It is expected that with an improvement in low back pain, individuals will gradually return to their functionality [4,49]. In the present study, the cupping therapy group presented less post-treatment disability when compared to the sham group, with a difference of –4.68 (1.85) on the ODI scale, with an effect size considered as large.
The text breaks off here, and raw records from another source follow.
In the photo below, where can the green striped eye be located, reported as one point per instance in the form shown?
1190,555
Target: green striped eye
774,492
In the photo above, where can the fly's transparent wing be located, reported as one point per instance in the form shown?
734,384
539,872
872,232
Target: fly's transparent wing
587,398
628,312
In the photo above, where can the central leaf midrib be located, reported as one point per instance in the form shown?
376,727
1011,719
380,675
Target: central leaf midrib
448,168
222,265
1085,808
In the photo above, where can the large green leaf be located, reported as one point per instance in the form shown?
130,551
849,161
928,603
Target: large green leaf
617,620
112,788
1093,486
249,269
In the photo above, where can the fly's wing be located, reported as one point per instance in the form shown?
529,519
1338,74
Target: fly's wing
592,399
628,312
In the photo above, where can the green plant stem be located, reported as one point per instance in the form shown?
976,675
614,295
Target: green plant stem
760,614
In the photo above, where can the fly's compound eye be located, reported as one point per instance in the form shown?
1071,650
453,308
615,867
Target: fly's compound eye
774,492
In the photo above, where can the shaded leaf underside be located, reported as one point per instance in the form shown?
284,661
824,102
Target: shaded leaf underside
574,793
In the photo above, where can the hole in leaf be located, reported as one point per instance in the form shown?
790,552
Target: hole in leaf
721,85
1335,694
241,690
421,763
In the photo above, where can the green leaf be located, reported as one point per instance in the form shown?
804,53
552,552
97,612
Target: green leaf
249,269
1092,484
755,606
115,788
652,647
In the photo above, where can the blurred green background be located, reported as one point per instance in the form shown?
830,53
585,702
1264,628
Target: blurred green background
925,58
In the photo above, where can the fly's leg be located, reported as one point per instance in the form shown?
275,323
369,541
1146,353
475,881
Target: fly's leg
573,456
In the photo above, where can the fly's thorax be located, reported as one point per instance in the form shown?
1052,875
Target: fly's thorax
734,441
In the follow up, the cupping therapy and sham group demonstrated no differences in relation to the ODI. Considering that most cases of nonspecific low back pain are self-limiting, this result suggests that cupping therapy may produce a faster improvement in low back pain and functionality, which is maintained after treatment has ceased [57]. For the group that did not receive treatment the improvement of pain and functionality should occur over a longer period of time, respecting the course of the nonspecific pain.
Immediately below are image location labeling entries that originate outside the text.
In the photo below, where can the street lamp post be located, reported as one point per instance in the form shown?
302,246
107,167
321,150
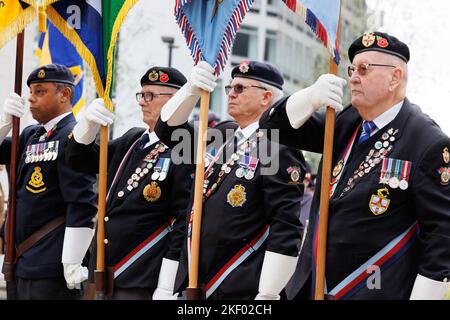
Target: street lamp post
170,43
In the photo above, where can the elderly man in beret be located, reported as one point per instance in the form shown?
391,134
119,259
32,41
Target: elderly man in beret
250,233
55,204
389,216
147,197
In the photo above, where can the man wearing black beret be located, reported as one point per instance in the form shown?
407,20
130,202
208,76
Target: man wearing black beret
250,233
147,194
389,212
55,204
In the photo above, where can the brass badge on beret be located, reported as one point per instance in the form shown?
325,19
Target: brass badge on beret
36,183
163,77
152,192
153,76
237,196
446,155
41,74
368,39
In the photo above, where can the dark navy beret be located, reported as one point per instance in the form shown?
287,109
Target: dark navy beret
164,76
259,71
51,73
379,41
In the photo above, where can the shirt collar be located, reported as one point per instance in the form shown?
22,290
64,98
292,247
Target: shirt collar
49,125
248,130
385,118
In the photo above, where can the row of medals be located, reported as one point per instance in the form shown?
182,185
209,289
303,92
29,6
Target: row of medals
49,154
145,168
376,155
226,167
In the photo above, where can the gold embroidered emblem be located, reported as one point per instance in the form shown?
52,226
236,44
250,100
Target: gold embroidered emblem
41,74
153,76
237,196
36,183
379,203
152,192
446,155
368,39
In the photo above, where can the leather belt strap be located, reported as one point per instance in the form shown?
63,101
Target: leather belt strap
38,235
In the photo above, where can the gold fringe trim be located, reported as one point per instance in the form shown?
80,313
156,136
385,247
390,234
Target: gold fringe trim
83,51
17,26
126,7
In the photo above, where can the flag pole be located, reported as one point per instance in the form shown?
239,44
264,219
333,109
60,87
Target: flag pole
8,265
193,292
325,188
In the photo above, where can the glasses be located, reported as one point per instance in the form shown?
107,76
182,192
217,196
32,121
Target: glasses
239,88
363,68
148,96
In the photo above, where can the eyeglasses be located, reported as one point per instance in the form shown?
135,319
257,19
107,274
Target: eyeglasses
148,96
363,68
239,88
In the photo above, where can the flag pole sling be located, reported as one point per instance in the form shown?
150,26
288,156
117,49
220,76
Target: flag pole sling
100,267
8,266
193,292
325,189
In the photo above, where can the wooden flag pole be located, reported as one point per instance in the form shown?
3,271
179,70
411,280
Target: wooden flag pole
193,292
8,265
103,164
325,191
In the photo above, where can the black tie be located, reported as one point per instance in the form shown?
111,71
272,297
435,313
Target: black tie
141,143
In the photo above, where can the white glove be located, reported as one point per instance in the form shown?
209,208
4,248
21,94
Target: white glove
276,271
326,91
13,106
166,280
96,115
75,274
76,243
429,289
177,110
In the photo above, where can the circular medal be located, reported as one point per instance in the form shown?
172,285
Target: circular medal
162,176
394,182
240,172
249,175
155,175
403,185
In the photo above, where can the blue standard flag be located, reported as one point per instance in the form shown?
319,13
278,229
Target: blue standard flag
53,47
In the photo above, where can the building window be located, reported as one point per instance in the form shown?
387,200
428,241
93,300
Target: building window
246,42
270,49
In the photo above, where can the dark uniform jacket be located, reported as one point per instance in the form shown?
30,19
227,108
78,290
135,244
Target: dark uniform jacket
355,233
229,226
45,191
132,222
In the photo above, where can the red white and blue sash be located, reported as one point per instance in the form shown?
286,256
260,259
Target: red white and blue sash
142,248
236,260
382,259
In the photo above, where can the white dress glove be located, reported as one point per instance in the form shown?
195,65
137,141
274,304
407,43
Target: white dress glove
166,280
177,110
96,115
326,91
76,243
14,106
276,271
75,274
429,289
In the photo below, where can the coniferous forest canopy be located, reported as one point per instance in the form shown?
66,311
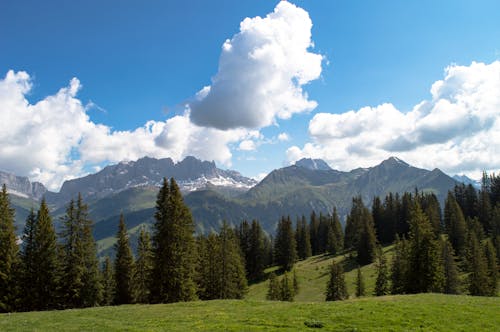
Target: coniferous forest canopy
452,249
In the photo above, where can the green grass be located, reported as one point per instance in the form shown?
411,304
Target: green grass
312,275
426,312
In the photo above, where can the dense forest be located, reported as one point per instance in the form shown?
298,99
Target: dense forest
433,247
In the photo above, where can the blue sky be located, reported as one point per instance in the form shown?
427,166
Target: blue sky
145,61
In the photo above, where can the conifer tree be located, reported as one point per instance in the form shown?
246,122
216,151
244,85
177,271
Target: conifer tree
124,266
285,252
382,281
491,259
174,256
425,267
360,283
336,288
108,282
45,258
273,291
452,281
9,254
477,266
233,282
28,264
455,224
399,268
143,268
91,291
303,239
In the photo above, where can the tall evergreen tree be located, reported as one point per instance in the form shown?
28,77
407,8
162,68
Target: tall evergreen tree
455,224
274,289
9,254
124,266
425,267
45,257
108,282
28,264
233,282
382,281
491,260
336,288
452,281
174,256
360,283
399,268
303,239
285,252
143,268
477,266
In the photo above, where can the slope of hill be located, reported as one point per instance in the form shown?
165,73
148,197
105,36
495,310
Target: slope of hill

Functional disability related to low back pain has also been benefited by the dry cupping method in previous studies [15,16]. In the study by Teut et al. [16] a significant improvement in the score of the disability questionnaires used by the authors (Funktionsfragebogen Hannover Rücken) was achieved only in the cupping therapy group when compared to the control group, in the post-treatment period. In contrast, this improvement in the cupping therapy group was not maintained after 12 weeks of follow up. The treatment proposed by Volpato et al. [15] also improved the outcome of functional disability (assessed by the Roland-Morris disability questionnaire), however this was somewhat late, one week after follow up.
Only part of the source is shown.